Через несколько минут он вдруг тяжело задышал, и кровь полилась ручьем. Элен удалось остановить ее, как учил доктор. Бледный и обессилевший, он тут же заснул, а она побежала за матерью. Та была занята косметическими процедурами; в ванной комнате сильно пахло кремом, травами и камфарой. Белла сидела перед большим трюмо, пока девушка наносила ей на лицо какую-то жидкую мазь.

Едва переведя дух, Элен закричала:

— Скорей, скорей, у него опять идет горлом кровь!

Белла подалась вперед и сказала взволнованно:

— Ох Господи, вот беда!.. Иди к отцу! Я не могу встать...

— Я говорю тебе, он плюет кровью, пойдем к нему сейчас же!

— А я тебе говорю, что не могу встать... Это сложная процедура, мне чистят кожу, и мое лицо может быть изуродовано... Что ты тут стоишь? — закричала она яростно. — Позвони доктору. Сделай что-нибудь полезное, вместо того чтобы стоять столбом. Я буду через пять минут!

Когда она пришла, кровотечение прекратилось; Кароль был спокоен; он сделал знак Элен:

— Выйди, дорогая, мне нужно поговорить с твоей матерью...

Остаток дня они провели за закрытой дверью. В квартире стояла тягостная тишина. Элен, чувствуя себя слабой, жалкой и потерянной в трагическом ужасе этой жизни, шагала от окна к окну. Наконец мать в слезах вышла из комнаты.

— Он хочет забрать деньги, которые дал мне, — словно в лихорадке говорила она, — но у меня больше ничего не осталось... Едва ли наберется сотня тысяч франков... Я без его ведома все вложила в дело с сахаром, в котором он только что потерял остальное... Он сам виноват! Говорил мне, будто это отличное дело... Но что поделаешь! Это судьба... Бедняжка все равно недолго бы прожил на эти деньги...

«Как хорошо она врет, — подумала Элен, — она ведь бережет их для своего любовника».

— Между прочим, — продолжала Белла, — я не понимаю, что говорит твой отец. Как же так, это совершенно невозможно, чтобы у него совсем ничего не осталось...

— Отчего же невозможно? — холодно спросила Элен.

— Потому что у него было большое состояние...

— Оно испарилось, вот и все...

— Но что поделаешь! — повторила Белла, пожимая плечами. — Это ужасно...

Она снова расплакалась. Когда-то она добивалась, чего хотела властью и авторитетом, но возраст сделал свое дело. Мужчины больше не любили ее, не плясали под ее дудку, как раньше. Теперь у нее вновь появились детские привычки девочки, выросшей в достатке и избалованной потаканием слабой матери, — хныканье, капризы, истерики, беспричинные слезы в три ручья и жалобы: «Я так несчастна!

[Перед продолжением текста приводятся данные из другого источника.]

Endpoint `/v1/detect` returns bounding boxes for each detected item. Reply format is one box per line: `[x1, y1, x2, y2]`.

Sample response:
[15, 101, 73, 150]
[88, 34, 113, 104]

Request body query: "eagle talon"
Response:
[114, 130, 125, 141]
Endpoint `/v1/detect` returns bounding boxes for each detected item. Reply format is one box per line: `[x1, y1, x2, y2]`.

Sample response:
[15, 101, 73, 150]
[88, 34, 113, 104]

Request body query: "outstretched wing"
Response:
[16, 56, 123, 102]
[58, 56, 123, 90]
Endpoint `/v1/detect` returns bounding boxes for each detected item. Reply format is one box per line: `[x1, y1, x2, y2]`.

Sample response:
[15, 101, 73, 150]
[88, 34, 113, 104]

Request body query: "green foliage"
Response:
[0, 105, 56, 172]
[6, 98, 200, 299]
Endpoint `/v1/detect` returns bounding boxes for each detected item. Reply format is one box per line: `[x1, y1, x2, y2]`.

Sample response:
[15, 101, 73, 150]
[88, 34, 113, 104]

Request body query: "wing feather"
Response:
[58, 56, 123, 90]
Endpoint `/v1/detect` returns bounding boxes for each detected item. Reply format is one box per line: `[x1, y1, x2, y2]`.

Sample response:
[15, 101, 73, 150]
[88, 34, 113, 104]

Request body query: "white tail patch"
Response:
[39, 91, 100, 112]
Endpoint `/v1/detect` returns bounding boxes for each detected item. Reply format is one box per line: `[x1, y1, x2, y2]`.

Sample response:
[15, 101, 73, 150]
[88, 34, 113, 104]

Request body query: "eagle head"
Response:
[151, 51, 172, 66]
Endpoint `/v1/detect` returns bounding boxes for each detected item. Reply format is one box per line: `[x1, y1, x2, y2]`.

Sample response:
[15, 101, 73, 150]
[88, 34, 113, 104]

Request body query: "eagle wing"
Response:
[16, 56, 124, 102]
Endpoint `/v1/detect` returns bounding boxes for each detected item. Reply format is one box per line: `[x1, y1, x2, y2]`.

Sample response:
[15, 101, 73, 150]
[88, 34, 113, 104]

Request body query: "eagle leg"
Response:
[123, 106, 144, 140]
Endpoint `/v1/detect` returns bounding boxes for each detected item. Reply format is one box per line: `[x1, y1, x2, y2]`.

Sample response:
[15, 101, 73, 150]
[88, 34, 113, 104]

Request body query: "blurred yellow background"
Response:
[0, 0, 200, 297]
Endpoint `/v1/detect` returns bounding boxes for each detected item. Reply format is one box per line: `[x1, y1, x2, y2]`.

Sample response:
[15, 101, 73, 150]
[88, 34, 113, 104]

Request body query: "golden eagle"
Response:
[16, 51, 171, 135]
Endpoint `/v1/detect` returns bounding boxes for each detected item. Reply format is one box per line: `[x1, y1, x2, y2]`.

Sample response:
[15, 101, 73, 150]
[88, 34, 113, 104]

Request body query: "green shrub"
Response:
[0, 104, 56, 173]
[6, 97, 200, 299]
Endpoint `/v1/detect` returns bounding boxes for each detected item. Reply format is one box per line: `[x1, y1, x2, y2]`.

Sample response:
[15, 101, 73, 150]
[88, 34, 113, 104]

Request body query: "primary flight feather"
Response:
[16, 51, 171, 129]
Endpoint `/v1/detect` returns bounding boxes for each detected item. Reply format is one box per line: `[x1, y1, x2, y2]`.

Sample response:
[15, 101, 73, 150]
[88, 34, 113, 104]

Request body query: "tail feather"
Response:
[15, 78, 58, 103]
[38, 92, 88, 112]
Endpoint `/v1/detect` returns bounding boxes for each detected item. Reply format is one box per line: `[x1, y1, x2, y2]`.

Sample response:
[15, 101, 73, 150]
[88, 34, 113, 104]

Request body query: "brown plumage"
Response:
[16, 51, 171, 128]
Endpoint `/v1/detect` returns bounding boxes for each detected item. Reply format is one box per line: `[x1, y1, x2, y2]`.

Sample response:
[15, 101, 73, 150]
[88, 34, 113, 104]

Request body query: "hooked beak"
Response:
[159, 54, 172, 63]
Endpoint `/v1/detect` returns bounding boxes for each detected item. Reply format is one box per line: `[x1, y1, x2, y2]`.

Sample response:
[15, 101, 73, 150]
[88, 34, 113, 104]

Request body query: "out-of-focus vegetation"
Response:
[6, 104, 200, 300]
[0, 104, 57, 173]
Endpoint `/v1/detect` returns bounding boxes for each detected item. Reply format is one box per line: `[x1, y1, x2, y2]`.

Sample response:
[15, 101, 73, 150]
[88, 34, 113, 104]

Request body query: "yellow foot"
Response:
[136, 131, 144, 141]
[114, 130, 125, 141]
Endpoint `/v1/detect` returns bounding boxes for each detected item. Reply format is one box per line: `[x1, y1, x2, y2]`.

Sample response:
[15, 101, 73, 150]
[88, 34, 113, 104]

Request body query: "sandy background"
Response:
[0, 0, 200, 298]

Что я такого сделала Богу, что он меня наказывает?»

Борис Кароль услышал голос жены; еле волоча ноги, он вошел в комнату, нежно провел рукой по волосам Беллы.

— Не плачь, дорогая... Все образуется... Я поправлюсь, и все будет хорошо, это всего лишь черная полоса, ее просто надо пережить, — повторял он слабым прерывистым голосом.

Когда она вышла, Кароль сказал:



— Бедняжка, мне не следовало доверять ей эти деньги.

— Она врет, папа, — сказала Элен сквозь зубы.

Он с гневом обернулся к ней:

— Замолчи! Как ты смеешь говорить так о собственной матери?

Элен с грустью посмотрела на него, ничего не ответив.

Он добавил, уже тише:

— Даже если это так... она права... Я бы все проиграл... Удача оставила меня... — Он помедлил и машинально повторил: — Даже если это так...

Кароль замолчал, но Элен поняла, что он думал: «Даже если это так, мне лучше не знать об этом...»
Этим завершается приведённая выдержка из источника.